# Basking bulb wattage & thermostat



## MiniCupcakes (May 18, 2012)

Hi, Setting up for a beardie so far i have 

4ft x 2 x x2 Viv 
Ceramic heater for at night mainly the winter as temps can drop to 10oc in that area of the house.
Thermo Pro II 
10.00 Uvb Tube & Starter 
Ive got all the other bits i need ie Vits and calcium branches basking rock 

but I'm stuck when it comes to basking bulb do i need the temperature regulated and how can I do that on a thermo pro II :bash: 

I Watched a youtube video from a pet store only they used x2 60w bulbs slightly spread out (in the hot side) to heat there's which made a steady temp of 100-110F. It seamed they only used there thermostat to control the ceramic & turn the basking bulb off for night it didnt seam to be regulating the basking bulb's temp. They also had 3 bearded dragons but i dont think i need 2 bulbs for one bearded dragon just perhaps a slightly higher wattage bulb? The higher the viv the higher the wattage?


----------



## antcherry88 (Mar 28, 2011)

I assume the Thermo Pro is a thermostat? 

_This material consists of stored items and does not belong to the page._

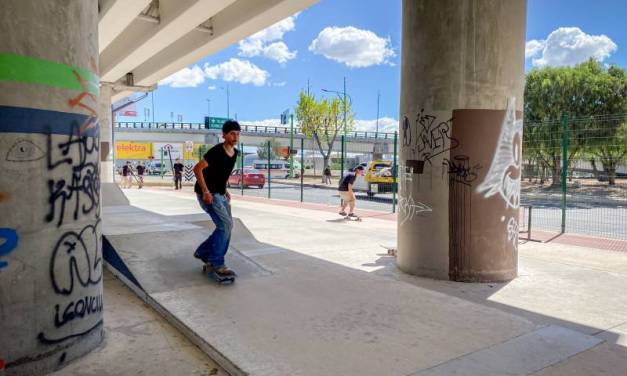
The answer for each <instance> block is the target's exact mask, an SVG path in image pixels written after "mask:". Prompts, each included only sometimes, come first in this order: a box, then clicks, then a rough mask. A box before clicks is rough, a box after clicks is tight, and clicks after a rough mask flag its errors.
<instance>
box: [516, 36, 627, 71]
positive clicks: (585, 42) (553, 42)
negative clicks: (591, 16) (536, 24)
mask: <svg viewBox="0 0 627 376" xmlns="http://www.w3.org/2000/svg"><path fill="white" fill-rule="evenodd" d="M617 48H618V46H617V45H616V43H614V42H613V41H612V40H611V39H610V38H609V37H607V36H606V35H590V34H586V33H584V32H583V31H582V30H581V29H579V28H578V27H560V28H559V29H557V30H554V31H553V32H551V34H549V36H548V37H547V39H545V40H531V41H529V42H527V44H526V46H525V57H526V58H530V57H535V56H538V55H540V57H538V58H534V59H533V60H532V64H533V65H534V66H536V67H542V66H546V65H549V66H564V65H575V64H578V63H581V62H583V61H586V60H588V59H589V58H591V57H592V58H594V59H596V60H598V61H603V60H605V59H606V58H608V57H609V56H610V55H611V54H612V53H613V52H614V51H616V49H617Z"/></svg>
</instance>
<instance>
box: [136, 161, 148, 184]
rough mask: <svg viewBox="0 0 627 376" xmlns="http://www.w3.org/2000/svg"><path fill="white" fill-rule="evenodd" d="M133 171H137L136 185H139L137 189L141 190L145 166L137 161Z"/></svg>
mask: <svg viewBox="0 0 627 376" xmlns="http://www.w3.org/2000/svg"><path fill="white" fill-rule="evenodd" d="M135 169H136V170H137V184H138V185H139V187H137V188H138V189H142V187H143V186H144V172H146V166H144V164H143V163H142V161H139V163H138V164H137V167H135Z"/></svg>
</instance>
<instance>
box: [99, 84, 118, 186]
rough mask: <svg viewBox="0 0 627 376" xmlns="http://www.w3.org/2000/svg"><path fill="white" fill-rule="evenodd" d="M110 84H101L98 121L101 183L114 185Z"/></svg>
mask: <svg viewBox="0 0 627 376" xmlns="http://www.w3.org/2000/svg"><path fill="white" fill-rule="evenodd" d="M112 93H113V88H112V87H111V85H110V84H105V83H101V85H100V98H99V100H98V120H99V123H100V181H101V182H102V183H113V182H114V181H113V179H114V174H113V148H114V147H115V145H114V143H113V122H112V118H111V94H112Z"/></svg>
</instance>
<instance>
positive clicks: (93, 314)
mask: <svg viewBox="0 0 627 376" xmlns="http://www.w3.org/2000/svg"><path fill="white" fill-rule="evenodd" d="M100 222H101V220H100V219H97V220H96V223H95V224H93V225H91V224H90V225H87V226H85V227H83V229H82V230H81V231H80V232H79V233H77V232H75V231H67V232H65V233H64V234H63V235H62V236H61V238H60V239H59V240H58V241H57V244H56V245H55V247H54V250H53V252H52V257H51V258H50V279H51V281H52V287H53V289H54V291H55V293H57V294H58V295H63V296H73V298H71V299H70V300H66V301H64V302H63V303H62V304H55V306H54V326H55V328H57V329H59V328H62V327H63V326H65V325H66V324H68V323H70V322H73V321H76V320H82V319H86V318H89V317H90V316H92V315H95V314H99V313H101V312H102V310H103V304H102V294H97V295H93V294H92V295H90V294H81V292H82V291H84V289H86V288H88V287H89V286H97V285H98V284H99V283H100V281H101V280H102V257H101V254H100V251H99V250H100V249H101V244H100V229H99V226H100ZM77 295H78V296H79V297H78V298H75V297H76V296H77ZM100 325H102V321H101V320H99V321H98V322H96V323H95V324H94V325H93V326H92V327H91V328H89V329H88V330H86V331H83V332H80V333H71V334H66V335H63V336H60V337H58V338H51V337H49V336H47V335H46V334H45V333H43V332H40V333H39V335H38V336H37V338H38V339H39V340H40V341H41V342H42V343H45V344H54V343H59V342H62V341H65V340H67V339H70V338H74V337H77V336H81V335H84V334H86V333H88V332H90V331H92V330H94V329H95V328H97V327H99V326H100Z"/></svg>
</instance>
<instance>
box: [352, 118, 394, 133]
mask: <svg viewBox="0 0 627 376" xmlns="http://www.w3.org/2000/svg"><path fill="white" fill-rule="evenodd" d="M353 129H354V130H356V131H359V132H374V131H376V129H377V120H376V119H373V120H357V119H355V126H354V127H353ZM394 131H398V120H397V119H393V118H389V117H383V118H379V132H394Z"/></svg>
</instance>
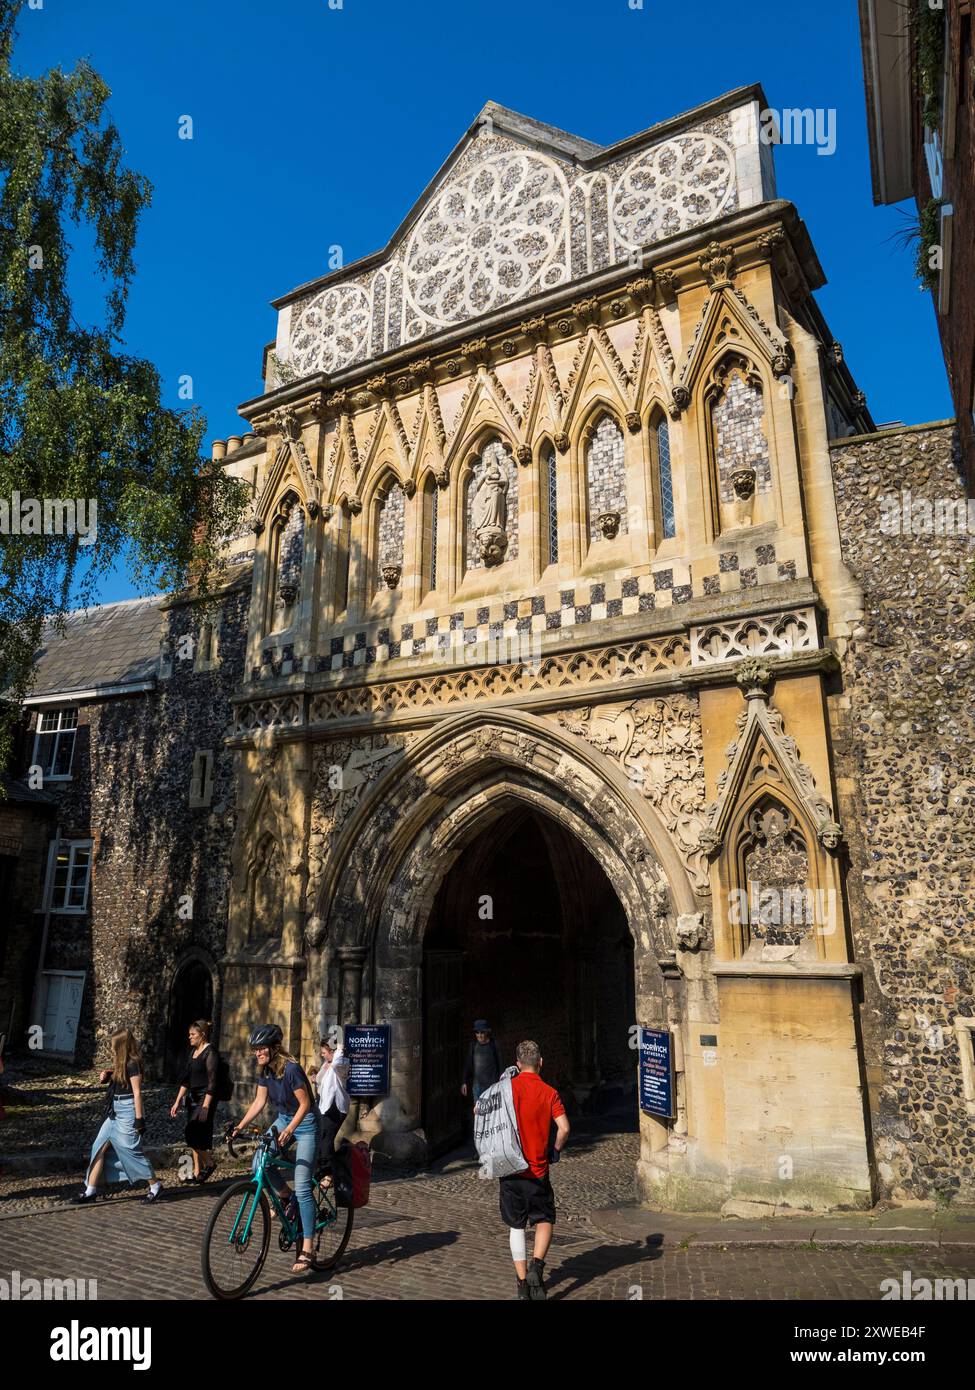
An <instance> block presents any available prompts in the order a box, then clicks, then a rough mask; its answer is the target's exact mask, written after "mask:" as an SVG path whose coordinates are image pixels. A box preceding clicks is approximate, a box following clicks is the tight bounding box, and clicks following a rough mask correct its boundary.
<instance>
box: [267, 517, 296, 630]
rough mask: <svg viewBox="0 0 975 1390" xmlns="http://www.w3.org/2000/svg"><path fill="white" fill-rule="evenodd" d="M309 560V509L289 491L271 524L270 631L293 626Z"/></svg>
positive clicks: (268, 609) (270, 556) (269, 612)
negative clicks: (302, 577)
mask: <svg viewBox="0 0 975 1390" xmlns="http://www.w3.org/2000/svg"><path fill="white" fill-rule="evenodd" d="M303 560H305V509H303V507H302V505H300V503H299V500H298V498H296V496H295V495H293V493H289V495H288V496H287V498H285V499H284V500H282V503H281V506H280V507H278V514H277V516H275V518H274V523H273V525H271V539H270V564H271V589H270V595H268V598H270V603H268V630H270V631H278V630H281V628H285V627H289V626H291V623H292V619H293V607H295V603H296V602H298V596H299V594H300V589H302V563H303Z"/></svg>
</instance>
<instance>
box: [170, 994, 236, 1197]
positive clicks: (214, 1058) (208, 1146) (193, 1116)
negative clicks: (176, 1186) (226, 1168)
mask: <svg viewBox="0 0 975 1390" xmlns="http://www.w3.org/2000/svg"><path fill="white" fill-rule="evenodd" d="M211 1033H213V1022H211V1020H210V1019H198V1020H196V1022H195V1023H191V1024H189V1056H188V1058H186V1066H185V1069H184V1073H182V1077H181V1086H179V1094H178V1095H177V1098H175V1101H174V1102H172V1109H171V1111H170V1115H171V1116H172V1119H175V1118H177V1115H178V1113H179V1106H181V1105H182V1104H184V1101H185V1105H186V1129H185V1130H184V1136H185V1140H186V1147H188V1148H189V1151H191V1152H192V1155H193V1176H192V1177H186V1179H185V1183H188V1184H189V1183H206V1180H207V1177H210V1175H211V1173H213V1172H214V1169H216V1166H217V1165H216V1163H214V1162H213V1122H214V1119H216V1115H217V1102H218V1101H220V1099H223V1097H220V1095H218V1068H220V1056H218V1054H217V1049H216V1047H214V1045H213V1044H211V1042H210V1034H211Z"/></svg>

If so you'll need two thermostats, one for the ceramic (ideally a pulse proportional) and one for the basking bulb (ideally a dimming).

Don't use two basking bulbs a single 100 Watt should be enough.


----------



## awh (Aug 20, 2008)

hi welcome to the forum

use a 100 watt bulb for basking use it on a dimming thermostat 
if you need a ceramic for night time use that on a pulse thermostat 

if you go to b &q you can buy household reflector type bulbs (that do the same job) at a quarter of the price 
i buy mine on e bay


----------



## MiniCupcakes (May 18, 2012)

Thanks very Much for your replies havent been able to get online till now.
I'll have to get out there and get these things sorted only thing i wasnt really sure about how to sort the bulbs out, Thanks Again


----------



## Meko (Apr 29, 2007)

Use a 60 or 75watt bulb. The idea is that the thermostat stops it over heating, not to control the heat. A 100wattt bulb will do the job easily, but it may also spend quite a bit of time dimmed


----------